Her eyes shot up to his cool face. “That sounds like a threat, my lord. Is it, by any chance?”
“No. I was thinking about making you scream in pleasure.”
She glared at him. “You don’t know me very well, then, do you?”
She didn’t like that small, sardonic smile that twisted his face, the ruined half as well as the beautiful one, the face that once held such a different smile. “Oh, rather better than you might expect,” he said.
“What’s that supposed to mean?” She wanted to edge away from him—he hadn’t moved any closer since he’d released her, but he was too big in the small, shadowy hallway. If she moved backward she’d hit the stairs, and this time he might not stop her from falling. The door to his room was between her and the small stairway that led to the upper floor, and she wasn’t going to count on latent manners to get him out of the way. Most gentlemen didn’t consider manners necessary for women with her past, no matter how punctilious they were with their friends and wives and daughters.
“Take it however you want it. I’m very good at reading women. I’ve had a great deal of experience.” Oddly enough it didn’t sound boastful—more a simple statement of fact.

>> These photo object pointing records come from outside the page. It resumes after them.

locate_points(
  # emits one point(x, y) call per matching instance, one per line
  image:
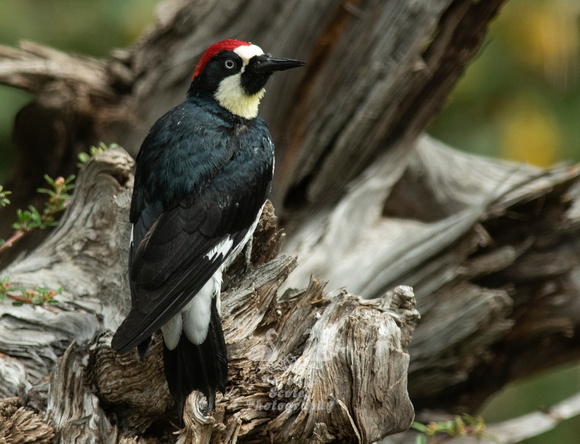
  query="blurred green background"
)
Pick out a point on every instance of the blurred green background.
point(519, 99)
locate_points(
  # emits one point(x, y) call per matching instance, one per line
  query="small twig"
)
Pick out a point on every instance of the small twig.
point(525, 426)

“I’m not an ordinary woman,” she shot back.
“On that we’re agreed.”
Thank God he couldn’t see the flush that had risen to her face. Another veiled insult—why wouldn’t he leave her alone? She drew herself up to her full height, usually imposing enough, but little defense against Brandon Rohan’s. “Did you open your door for a reason, my lord?” She used the title deliberately. “Or did you simply not want to miss a chance to insult me?”
She could see the look of frustration twist his face, and for an odd moment she wanted to reach up and touch the scarred side, to stroke him gently, and it must have shown in her eyes.

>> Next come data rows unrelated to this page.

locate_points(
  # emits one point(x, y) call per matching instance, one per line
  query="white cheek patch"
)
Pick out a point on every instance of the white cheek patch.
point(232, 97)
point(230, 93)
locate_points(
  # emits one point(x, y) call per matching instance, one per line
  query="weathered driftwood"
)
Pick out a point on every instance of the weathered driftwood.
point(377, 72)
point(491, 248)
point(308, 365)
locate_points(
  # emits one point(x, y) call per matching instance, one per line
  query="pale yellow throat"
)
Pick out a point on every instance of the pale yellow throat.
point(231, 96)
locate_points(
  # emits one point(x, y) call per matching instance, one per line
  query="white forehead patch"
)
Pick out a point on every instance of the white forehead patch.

Of course he misread it. “Feeling sorry for me, Mrs. Cadbury? If I’m with a woman I do my best to keep the good side of my face in the forefront. I know people have delicate constitutions and they’re not interested in the souvenirs of war.”
His words distracted her from her need to escape. She wrinkled her brow, remembering. “You do keep your face turned, don’t you?” she said. “I don’t think I noticed.” Indeed, he was a man of two sides, and she saw both of them equally, accepting both.
“Again, we’re agreed that you’re no ordinary woman. My fiancée can’t bear to be in the same room with me, much less be forced to look at my scars. I don’t imagine she’ll find my body any more reassuring once she’s in my bed.”
A host of emotions swept through her, anger at Frances Bonham, sorrow at the burden he bore, and sheer, unadulterated pain at the thought of him, stripping off his clothes and taking that cold little girl to bed with his big, strong body.
She was far from an idiot—she had a very good idea where her own pain was coming from. Later, alone, she’d take it out and examine it like a laboratory specimen, looking for signs that she could cut out. For now she could do nothing but ache.